Le vivier des fondations est en revanche très actif. Les fondations françaises dépensent en moyenne 38 % de leurs actifs par an, contre 33 % en 2013. « C’est un rythme de dépense très dynamique, ce qui est le cas aussi dans certains pays européens, mais nettement moins aux Etats-Unis où le législateur a dû mettre en place un seuil minimum de 5 % de dépenses annuelles pour les fondations », note Laurence de Nervaux.
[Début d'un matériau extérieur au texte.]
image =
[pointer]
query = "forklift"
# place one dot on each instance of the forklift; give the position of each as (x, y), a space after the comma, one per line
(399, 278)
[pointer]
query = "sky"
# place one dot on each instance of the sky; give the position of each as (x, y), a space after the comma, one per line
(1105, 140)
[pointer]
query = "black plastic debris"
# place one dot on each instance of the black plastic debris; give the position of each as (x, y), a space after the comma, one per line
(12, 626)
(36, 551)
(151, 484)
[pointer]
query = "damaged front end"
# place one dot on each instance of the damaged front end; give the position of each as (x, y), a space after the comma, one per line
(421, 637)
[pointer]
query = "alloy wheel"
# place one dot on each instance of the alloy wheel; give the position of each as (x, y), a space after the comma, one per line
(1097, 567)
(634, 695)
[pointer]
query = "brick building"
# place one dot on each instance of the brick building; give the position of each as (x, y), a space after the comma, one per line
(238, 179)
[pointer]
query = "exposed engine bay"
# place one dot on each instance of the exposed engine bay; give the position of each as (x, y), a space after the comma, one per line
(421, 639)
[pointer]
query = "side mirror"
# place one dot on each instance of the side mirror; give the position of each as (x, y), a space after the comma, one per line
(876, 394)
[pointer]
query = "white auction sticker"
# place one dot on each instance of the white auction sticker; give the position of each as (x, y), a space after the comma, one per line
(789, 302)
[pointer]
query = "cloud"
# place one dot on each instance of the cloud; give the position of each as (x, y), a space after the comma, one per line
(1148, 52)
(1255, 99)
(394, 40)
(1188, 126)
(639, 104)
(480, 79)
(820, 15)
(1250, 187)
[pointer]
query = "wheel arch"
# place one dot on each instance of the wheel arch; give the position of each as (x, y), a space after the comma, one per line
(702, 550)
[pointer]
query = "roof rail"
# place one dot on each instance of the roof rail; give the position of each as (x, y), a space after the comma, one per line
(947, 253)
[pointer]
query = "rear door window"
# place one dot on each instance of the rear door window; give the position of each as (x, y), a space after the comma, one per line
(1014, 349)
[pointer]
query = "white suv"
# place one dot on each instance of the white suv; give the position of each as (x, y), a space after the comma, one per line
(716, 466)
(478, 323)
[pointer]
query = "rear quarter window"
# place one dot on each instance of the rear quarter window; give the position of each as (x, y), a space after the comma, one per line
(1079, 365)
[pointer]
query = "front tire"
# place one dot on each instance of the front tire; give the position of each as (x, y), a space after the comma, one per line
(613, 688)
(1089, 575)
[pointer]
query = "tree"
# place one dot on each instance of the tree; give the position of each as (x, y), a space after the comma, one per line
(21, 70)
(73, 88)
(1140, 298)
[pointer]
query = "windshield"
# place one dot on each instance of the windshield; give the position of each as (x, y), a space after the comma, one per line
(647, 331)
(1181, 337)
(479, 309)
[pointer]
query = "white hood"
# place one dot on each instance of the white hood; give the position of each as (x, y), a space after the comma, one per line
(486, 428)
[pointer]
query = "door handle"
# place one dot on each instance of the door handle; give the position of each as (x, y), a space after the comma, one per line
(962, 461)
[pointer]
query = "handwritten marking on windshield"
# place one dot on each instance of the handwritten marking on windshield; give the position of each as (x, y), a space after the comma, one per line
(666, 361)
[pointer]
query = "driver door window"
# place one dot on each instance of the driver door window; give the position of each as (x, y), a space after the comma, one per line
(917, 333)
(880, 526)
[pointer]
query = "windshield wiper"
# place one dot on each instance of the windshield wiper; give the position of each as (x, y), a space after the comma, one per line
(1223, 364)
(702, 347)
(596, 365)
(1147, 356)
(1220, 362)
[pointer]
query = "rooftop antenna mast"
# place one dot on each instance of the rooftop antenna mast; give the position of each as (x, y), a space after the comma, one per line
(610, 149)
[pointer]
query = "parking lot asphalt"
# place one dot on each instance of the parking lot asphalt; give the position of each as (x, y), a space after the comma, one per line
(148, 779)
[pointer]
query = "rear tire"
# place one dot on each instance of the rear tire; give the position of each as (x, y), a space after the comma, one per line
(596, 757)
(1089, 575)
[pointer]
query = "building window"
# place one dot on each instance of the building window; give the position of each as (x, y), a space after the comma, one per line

L’étude explique que ce phénomène tient au fait que les fondations de flux (celles dont les actifs ont vocation à être dépensés rapidement, au service de projets d’intérêt général) représentent 32 % de l’ensemble des fondations, et ce modèle concerne plus de la moitié des fondations créées depuis 2010.
Tendance européenne
Les fondations distributives, celles qui délivrent des subventions ou des bourses, représentaient 70 % de l’effectif en 2009, puis 74 % en 2013. Elles représentent aujourd’hui 81 % de l’ensemble des fondations, et même 90 % de celles créées depuis 2010. Très majoritaires parmi les fondations d’entreprises et les fondations abritées, ces structures représentent aujourd’hui un quart du total des dépenses des fondations, soit environ 2,5 milliards de dépenses annuelles.
2 487
C’est le nombre de fondations existant en France, selon l’enquête réalisée par l’Observatoire de la philanthropie dont nous présentons en exclusivité les principaux résultats. Ces fondations rassemblent 26,5 milliards d’euros d’actifs, soit une hausse de 21 % depuis 2013, date de la dernière enquête. Leurs dépenses annuelles représentent 38 % de leurs actifs contre 34 % en 2013. L’action sociale reste le premier domaine d’intervention des fondations (24 %) devant la santé et la culture (ex aequo à 17 %) puis l’enseignement supérieur (9 %).
A l’inverse, la part des fondations opératrices, qui peuvent par exemple gérer des structures médicalisées, ne représente plus qu’un peu moins de 20 % des fondations. D’une façon générale, les enfants et les jeunes arrivent nettement en tête des populations ciblées dans les actions. Les fondations distributives sont très impliquées en faveur des personnes en difficulté économique, tandis que les fondations opératrices sont davantage présentes pour les personnes handicapées et les personnes âgées (établissements spécialisés, Ehpad, etc.).
Cette évolution est caractéristique de la philanthropie contemporaine. Les fondations françaises sont pour cela en phase avec la tendance européenne : les philanthropes souhaitent engager une action d’intérêt général de leur vivant, pour répondre à des besoins contemporains sans immobiliser leurs capitaux à long terme.